Calculates HRV metrics from a Poincaré plot of the input data.

Parameters:

segment (1d-array) – The input RR intervals time-series.

Return:sd1:

Standard deviation of RR intervals along the axis perpendicular to the line of identity. sd2: Standard deviation of RR intervals along the line of identity.

pyPSG.biomarkers.hrv_bms.comp_sample_entropy(segment, m, r)

Calculate sample entropy (SampEn) of a signal.

Sample entropy is a measure of the irregularity of a signal.

Parameters:

  • segment (array_like) – The input signal.

  • m (int) – Template length in samples.

  • r (float) – Threshold for matching sample values.

Returns:

The sample entropy value of the input signal.

Return type:

float

pyPSG.biomarkers.hrv_bms.fragmentation_metrics(segment)

Compute fragmentation-related features from an NN interval segment.

Detects inflection points based on changes in the sign of successive differences, and computes the segment lengths between them.

Parameters:

segment (ndarray) – 1D array of NN intervals (e.g., RR intervals).

Returns:

  • N (int): Total number of NN intervals.

  • ip (ndarray): Binary array indicating inflection points (1 where inflection occurs).

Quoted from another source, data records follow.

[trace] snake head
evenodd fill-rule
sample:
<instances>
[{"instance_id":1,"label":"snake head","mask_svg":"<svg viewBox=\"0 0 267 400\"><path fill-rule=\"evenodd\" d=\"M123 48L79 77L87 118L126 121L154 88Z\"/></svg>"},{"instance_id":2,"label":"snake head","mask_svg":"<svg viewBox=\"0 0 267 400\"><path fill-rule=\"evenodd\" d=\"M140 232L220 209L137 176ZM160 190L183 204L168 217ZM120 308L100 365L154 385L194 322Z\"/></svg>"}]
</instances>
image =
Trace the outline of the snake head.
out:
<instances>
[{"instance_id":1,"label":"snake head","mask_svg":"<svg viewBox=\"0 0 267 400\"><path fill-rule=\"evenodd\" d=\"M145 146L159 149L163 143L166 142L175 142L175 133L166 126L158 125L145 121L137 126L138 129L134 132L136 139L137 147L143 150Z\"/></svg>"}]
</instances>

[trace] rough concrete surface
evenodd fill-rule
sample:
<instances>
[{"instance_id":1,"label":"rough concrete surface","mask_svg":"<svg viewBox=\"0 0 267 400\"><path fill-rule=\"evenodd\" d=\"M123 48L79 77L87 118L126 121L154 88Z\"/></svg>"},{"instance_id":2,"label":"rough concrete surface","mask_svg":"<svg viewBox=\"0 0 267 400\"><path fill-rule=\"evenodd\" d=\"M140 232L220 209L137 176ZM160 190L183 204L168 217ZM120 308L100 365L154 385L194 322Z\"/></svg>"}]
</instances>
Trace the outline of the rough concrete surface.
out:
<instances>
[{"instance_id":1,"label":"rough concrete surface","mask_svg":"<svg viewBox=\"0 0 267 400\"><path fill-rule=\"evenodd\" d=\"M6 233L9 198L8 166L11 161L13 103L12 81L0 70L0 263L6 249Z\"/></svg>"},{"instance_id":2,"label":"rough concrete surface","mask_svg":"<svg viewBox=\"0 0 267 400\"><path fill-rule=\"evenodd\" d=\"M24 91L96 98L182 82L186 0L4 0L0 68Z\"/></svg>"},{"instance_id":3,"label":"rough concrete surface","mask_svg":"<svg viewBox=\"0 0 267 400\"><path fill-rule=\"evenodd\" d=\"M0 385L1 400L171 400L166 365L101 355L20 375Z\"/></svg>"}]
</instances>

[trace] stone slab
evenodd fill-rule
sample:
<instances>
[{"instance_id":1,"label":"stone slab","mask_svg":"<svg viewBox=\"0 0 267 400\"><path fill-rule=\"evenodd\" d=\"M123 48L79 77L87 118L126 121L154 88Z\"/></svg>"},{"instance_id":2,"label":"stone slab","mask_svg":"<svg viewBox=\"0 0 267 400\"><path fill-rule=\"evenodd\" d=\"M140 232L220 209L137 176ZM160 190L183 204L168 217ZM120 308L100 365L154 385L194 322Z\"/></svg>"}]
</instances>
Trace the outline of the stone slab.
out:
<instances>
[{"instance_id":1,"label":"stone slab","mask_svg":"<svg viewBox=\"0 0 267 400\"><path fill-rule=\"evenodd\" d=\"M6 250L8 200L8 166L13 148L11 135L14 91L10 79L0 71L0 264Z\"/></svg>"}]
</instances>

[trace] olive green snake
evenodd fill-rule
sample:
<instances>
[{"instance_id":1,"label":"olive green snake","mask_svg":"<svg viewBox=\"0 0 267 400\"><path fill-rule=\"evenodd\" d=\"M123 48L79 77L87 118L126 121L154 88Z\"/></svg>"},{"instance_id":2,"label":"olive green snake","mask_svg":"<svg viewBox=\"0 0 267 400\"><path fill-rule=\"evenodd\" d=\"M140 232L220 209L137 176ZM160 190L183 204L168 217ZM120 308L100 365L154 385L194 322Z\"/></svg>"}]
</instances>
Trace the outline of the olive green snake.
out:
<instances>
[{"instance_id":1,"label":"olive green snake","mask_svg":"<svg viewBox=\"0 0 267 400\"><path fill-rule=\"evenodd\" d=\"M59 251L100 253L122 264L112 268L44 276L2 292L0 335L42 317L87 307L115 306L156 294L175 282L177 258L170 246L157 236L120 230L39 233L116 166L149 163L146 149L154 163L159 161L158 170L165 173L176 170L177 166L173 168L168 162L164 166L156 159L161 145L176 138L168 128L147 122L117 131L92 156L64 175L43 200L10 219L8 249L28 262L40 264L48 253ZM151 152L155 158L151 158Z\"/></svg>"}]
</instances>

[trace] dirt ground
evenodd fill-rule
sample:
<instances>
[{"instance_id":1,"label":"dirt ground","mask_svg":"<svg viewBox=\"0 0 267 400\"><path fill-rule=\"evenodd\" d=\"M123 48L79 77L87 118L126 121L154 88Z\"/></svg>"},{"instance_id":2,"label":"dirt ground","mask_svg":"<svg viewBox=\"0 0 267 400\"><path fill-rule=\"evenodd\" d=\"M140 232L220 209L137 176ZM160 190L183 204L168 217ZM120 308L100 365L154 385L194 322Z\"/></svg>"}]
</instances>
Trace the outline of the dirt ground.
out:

  • segment_lengths (ndarray): Lengths of segments between inflection points.

Return type:

tuple

pyPSG.biomarkers.hrv_bms.freqband_power(pxx, f_axis, f_band)

Calculates the power in a frequency band.

Parameters:

  • pxx (ndarray) – Power spectral density values.

  • f_axis (ndarray) – Frequency axis corresponding to pxx.

  • f_band (list or tuple or ndarray, length 2) – Frequency band [f_low, f_high] over which to integrate the power.

Returns:

Power within the specified frequency band.

Return type:

float

pyPSG.biomarkers.hrv_bms.get_all_metrics(rr_intervals, win_len, include_last_partial=False, min_intervals=2)

Calculate all metrics for given intervals.

Parameters:

rr_intervals (1d-array) – The input RR intervals time-series in seconds.

Returns:

A dictionary with all metrics for given intervals.